Mr Stanley said thermal cameras could be deployed on board commercial fishing vessels operating outside current Maui and Hector’s dolphin protection zones, where they could improve the vessels’ ability to detect the dolphins, and avoid by-catch deaths. They could also be used on board other marine industrial vessels to reduce disturbance risk.

“The importance of this technology is that it not only allows dolphin detection during the day, it also works at night when nobody can normally see them,” said Mr Stanley.

He said the technology could also be used to improve scientific understanding of Maui and Hector’s dolphins.
“We’re hoping this technology can help increase scientists’ understanding of the nocturnal behaviour of dolphin species – this could lead to improved conservation management and protection of New Zealand’s most endangered dolphin.”

The first part of the study focussed on identifying the dolphins in cooler ocean water conditions in October and November 2016, in both the North and South Island. The second stage was successfully conducted in February 2017 in the North Island, and detected the animals in their warmest water conditions, which proved the technology could be used year-round.

Maui & Hector’s Dolphin Defenders Chair Christine Rose says her group was happy to see such innovative research proceed with positive results:

“We need to expand our range of tools to better understand, and offer improved protection for Maui and Hector’s dolphins, given the threats they face.
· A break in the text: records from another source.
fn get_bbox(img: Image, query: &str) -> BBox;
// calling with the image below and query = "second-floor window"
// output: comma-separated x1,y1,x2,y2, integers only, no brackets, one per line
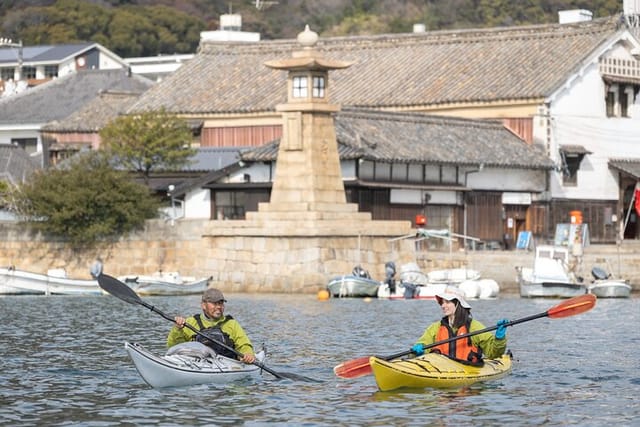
606,83,638,118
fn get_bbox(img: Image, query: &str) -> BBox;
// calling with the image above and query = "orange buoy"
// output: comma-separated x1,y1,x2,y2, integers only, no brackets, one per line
317,289,330,301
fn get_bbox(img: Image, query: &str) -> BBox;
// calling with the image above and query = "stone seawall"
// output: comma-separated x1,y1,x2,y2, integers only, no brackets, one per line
0,220,638,294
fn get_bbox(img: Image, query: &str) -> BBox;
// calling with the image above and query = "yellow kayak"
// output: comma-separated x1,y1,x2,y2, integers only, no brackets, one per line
369,353,512,391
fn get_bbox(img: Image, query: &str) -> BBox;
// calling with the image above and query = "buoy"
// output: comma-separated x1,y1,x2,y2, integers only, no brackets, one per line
317,289,330,301
363,297,372,303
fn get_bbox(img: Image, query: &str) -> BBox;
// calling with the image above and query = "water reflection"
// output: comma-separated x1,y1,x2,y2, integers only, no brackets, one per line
0,294,638,426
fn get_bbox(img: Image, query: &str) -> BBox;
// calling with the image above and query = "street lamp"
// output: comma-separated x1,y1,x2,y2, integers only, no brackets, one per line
0,38,23,81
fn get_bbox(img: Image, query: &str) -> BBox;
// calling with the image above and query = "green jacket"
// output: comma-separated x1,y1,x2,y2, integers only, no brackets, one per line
416,318,506,359
166,314,254,357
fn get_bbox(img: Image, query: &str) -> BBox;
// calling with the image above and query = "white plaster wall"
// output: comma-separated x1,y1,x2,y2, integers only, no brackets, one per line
546,51,640,200
0,128,41,151
184,188,210,219
467,168,546,191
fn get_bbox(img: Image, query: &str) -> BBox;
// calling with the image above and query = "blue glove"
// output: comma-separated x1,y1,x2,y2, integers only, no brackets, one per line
411,343,424,356
495,319,509,340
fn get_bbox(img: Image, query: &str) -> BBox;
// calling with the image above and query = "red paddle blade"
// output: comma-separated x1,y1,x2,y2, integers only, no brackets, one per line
547,294,596,318
334,356,373,379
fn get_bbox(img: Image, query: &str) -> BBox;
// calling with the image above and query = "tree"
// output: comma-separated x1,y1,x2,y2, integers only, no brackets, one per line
99,109,196,183
8,151,161,247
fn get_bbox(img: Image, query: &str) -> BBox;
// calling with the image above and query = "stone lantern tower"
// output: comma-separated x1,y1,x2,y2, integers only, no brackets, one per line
259,25,354,215
202,26,413,292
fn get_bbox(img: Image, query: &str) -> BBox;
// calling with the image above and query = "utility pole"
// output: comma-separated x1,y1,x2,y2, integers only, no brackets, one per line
0,38,23,81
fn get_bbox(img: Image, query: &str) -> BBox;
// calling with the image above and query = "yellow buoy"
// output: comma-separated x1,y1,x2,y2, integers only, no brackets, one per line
317,289,330,301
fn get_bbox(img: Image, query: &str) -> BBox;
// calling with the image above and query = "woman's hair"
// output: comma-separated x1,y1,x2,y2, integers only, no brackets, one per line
451,299,472,328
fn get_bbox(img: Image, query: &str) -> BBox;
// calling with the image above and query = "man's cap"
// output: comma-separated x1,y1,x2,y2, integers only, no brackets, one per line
202,288,226,303
435,285,471,309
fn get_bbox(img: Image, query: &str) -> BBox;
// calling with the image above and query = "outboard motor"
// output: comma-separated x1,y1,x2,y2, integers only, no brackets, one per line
403,282,418,299
384,261,396,294
591,266,609,280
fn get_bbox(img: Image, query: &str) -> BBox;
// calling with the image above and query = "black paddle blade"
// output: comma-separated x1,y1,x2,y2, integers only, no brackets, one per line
97,274,142,305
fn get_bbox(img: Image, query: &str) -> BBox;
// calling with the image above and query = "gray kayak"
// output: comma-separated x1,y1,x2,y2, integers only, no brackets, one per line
125,342,266,388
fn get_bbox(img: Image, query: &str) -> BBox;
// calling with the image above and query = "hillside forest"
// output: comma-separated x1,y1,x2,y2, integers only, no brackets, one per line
0,0,625,58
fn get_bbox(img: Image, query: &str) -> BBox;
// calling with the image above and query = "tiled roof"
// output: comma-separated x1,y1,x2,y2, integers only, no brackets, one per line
241,108,554,169
41,91,143,132
130,15,621,114
0,145,40,185
0,69,154,126
609,158,640,179
0,42,97,64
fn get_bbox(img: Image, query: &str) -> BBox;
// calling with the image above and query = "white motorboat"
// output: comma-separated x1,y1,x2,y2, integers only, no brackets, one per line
118,271,211,296
0,266,102,295
327,266,381,297
587,267,631,298
125,341,265,388
516,245,587,298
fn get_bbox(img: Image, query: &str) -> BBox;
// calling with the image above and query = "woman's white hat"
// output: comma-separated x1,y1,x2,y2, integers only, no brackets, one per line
435,285,471,309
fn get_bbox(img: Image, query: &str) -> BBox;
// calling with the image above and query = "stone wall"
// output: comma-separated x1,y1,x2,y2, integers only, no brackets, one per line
1,220,638,294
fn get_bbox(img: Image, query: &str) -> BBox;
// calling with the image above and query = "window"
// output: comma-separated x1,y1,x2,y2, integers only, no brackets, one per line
606,83,638,118
22,66,36,79
12,138,37,155
292,76,307,98
44,65,58,78
312,76,325,98
214,191,245,219
0,67,13,81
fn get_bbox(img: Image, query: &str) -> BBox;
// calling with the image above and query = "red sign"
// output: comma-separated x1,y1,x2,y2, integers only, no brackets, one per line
635,188,640,217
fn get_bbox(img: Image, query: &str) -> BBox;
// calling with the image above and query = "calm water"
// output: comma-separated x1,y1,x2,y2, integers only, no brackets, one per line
1,293,638,426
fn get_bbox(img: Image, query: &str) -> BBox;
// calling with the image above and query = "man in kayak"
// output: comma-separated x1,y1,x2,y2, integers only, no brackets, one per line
410,286,508,364
167,288,256,364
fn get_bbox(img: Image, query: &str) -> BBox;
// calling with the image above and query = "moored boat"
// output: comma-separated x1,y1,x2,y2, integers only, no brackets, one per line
125,341,266,388
118,271,211,296
588,280,631,298
587,266,631,298
327,266,381,297
369,352,512,391
516,245,587,298
0,266,102,296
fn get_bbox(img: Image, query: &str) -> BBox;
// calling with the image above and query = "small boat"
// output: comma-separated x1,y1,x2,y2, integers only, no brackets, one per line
118,271,211,296
0,266,102,296
369,352,512,391
587,267,631,298
516,245,587,298
327,266,381,297
124,341,266,388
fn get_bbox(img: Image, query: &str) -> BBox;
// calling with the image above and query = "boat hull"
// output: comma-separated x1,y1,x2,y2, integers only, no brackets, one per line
588,280,631,298
0,267,101,295
125,342,265,388
119,274,210,296
370,353,512,391
327,275,380,297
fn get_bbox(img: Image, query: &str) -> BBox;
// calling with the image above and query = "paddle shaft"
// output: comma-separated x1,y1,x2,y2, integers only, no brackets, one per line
134,296,285,379
380,312,547,361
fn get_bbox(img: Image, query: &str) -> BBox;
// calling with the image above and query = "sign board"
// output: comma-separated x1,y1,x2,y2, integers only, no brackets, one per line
516,231,532,250
554,223,590,247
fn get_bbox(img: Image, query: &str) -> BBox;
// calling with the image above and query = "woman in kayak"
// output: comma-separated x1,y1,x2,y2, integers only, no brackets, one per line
411,286,508,364
167,288,256,364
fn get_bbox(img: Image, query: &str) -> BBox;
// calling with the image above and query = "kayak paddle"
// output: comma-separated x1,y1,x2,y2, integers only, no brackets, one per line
98,273,319,382
334,293,597,379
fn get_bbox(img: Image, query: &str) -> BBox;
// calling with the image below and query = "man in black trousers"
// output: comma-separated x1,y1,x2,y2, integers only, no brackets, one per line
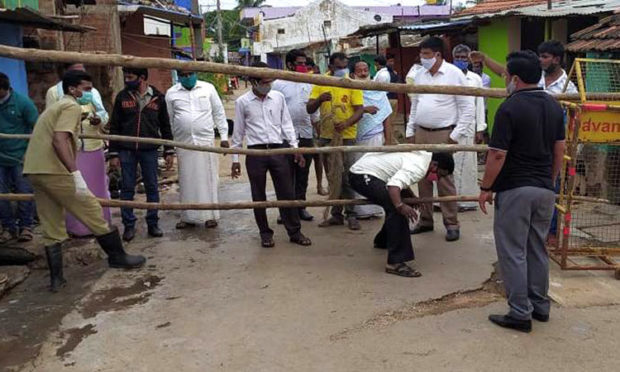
231,62,312,248
350,150,454,277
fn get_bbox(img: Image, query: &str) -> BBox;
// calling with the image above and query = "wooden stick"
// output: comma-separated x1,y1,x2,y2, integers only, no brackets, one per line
1,45,616,101
0,133,489,154
0,194,612,209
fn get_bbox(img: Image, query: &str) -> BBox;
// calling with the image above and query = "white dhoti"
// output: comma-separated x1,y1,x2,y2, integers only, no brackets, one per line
453,135,479,209
177,142,220,223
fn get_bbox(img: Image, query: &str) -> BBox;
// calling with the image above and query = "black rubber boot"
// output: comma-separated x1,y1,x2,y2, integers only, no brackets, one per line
45,243,66,292
96,228,146,269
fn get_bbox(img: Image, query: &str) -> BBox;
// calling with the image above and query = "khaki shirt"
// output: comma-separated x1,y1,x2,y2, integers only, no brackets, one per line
23,95,82,175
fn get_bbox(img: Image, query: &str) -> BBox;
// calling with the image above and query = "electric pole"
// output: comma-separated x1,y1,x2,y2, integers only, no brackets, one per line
216,0,224,61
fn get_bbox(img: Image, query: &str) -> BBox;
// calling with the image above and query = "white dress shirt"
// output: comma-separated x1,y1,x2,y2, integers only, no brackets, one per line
231,89,298,162
350,150,432,190
406,61,475,142
166,81,228,144
271,79,319,139
538,69,578,94
374,67,391,84
464,71,487,134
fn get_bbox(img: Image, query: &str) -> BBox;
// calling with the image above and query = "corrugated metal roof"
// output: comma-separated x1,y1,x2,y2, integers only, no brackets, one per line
455,0,620,20
458,0,547,16
400,19,471,31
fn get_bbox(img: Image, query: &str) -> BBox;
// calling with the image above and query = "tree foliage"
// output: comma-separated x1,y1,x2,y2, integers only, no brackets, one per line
204,9,247,51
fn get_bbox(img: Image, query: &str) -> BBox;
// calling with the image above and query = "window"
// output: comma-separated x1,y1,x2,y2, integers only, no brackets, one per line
277,28,285,34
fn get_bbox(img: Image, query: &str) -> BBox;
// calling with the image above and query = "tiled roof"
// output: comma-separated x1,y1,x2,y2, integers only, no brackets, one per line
567,13,620,52
458,0,549,16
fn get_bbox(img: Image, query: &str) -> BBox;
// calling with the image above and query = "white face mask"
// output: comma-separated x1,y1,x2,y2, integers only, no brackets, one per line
506,78,517,95
420,56,437,70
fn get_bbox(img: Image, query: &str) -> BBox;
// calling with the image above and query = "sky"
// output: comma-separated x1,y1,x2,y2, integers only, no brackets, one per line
198,0,452,12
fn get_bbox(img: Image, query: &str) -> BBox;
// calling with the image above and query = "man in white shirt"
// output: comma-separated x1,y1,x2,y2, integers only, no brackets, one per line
537,40,578,94
231,62,311,248
166,70,229,229
406,37,475,242
452,44,487,212
350,151,454,277
373,55,391,84
272,49,319,221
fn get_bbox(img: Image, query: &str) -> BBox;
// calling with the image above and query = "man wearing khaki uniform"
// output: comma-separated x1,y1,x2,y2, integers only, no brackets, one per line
406,37,474,242
23,70,145,292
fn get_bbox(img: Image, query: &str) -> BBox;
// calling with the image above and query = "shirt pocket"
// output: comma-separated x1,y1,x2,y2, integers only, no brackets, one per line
197,96,211,111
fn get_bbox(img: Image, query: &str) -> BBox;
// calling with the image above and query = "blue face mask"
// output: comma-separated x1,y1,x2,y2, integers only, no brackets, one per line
180,73,197,90
77,90,93,105
333,68,349,78
454,60,469,71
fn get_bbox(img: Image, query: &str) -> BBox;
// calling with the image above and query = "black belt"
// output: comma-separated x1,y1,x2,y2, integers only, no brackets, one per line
248,143,285,149
417,125,456,132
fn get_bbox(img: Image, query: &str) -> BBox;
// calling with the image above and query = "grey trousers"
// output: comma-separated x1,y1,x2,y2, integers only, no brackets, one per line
494,186,555,320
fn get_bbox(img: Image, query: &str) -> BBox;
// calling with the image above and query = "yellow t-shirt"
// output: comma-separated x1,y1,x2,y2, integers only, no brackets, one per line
23,96,82,175
309,82,364,140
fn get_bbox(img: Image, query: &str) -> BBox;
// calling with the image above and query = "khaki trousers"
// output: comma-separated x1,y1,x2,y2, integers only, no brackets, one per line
29,174,111,246
414,128,459,230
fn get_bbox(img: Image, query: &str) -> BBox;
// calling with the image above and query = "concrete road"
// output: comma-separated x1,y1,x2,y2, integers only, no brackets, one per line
3,173,618,371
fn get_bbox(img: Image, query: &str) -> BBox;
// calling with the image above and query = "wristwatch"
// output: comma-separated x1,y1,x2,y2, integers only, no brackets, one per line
480,186,492,192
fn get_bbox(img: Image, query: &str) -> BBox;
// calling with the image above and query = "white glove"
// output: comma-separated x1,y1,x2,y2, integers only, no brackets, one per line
72,171,90,197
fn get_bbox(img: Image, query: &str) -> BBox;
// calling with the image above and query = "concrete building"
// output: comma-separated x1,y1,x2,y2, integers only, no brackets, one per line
242,0,450,70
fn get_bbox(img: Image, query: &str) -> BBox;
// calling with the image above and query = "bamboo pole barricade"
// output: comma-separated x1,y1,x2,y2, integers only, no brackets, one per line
2,45,620,101
0,133,489,155
0,194,611,209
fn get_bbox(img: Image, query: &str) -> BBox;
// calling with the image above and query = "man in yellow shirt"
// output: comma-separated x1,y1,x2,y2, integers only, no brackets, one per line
307,53,365,230
23,70,145,292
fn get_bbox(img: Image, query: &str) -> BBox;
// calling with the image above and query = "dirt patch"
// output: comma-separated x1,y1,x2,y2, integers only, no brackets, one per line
78,275,163,319
56,324,98,359
331,269,504,341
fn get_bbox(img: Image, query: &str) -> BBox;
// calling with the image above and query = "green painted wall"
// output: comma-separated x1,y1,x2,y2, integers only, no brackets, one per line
2,0,38,10
478,20,509,132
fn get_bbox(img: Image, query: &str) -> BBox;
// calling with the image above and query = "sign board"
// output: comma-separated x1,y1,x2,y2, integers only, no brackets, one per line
579,108,620,143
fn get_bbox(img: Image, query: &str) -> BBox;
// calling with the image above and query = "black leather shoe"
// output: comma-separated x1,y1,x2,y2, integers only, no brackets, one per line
299,209,314,221
123,226,136,242
446,229,460,242
488,314,532,333
532,312,549,322
277,216,283,225
148,225,163,238
411,225,433,235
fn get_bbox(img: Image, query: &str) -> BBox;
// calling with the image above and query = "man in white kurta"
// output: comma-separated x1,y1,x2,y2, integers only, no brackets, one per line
452,44,487,211
166,72,228,228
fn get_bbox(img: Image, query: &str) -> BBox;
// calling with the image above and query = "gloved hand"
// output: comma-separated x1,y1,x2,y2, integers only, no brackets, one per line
72,171,90,197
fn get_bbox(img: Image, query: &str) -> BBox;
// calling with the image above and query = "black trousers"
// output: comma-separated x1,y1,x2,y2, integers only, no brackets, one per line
294,138,314,209
246,153,301,240
349,173,415,264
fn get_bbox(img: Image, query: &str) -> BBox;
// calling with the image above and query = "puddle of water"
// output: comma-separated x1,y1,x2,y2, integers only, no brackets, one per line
79,275,163,319
56,324,97,359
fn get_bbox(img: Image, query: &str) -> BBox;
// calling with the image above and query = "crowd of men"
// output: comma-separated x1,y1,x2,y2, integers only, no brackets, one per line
0,37,572,333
This new research can hopefully lead to increased knowledge about the dolphin’s range, and better safety within it.”

Waitakere Ranges Local Board Chair Greg Presland added:
“Protecting and preserving Maui's dolphin is one of the Board's priorities for this term and I am pleased that this research will help reduce the possibility of any of the few remaining Maui dolphins being by-catch of the fishing industry."

The study follows previous research conducted by Stanley in the Hauraki Gulf in 2014, which proved it was possible to detect and identify whales and dolphins from the heat of their bodies, in real time, both day and night, from a boat using thermal imaging technology. It concluded an adapted system could potentially help protect marine mammal species from harm.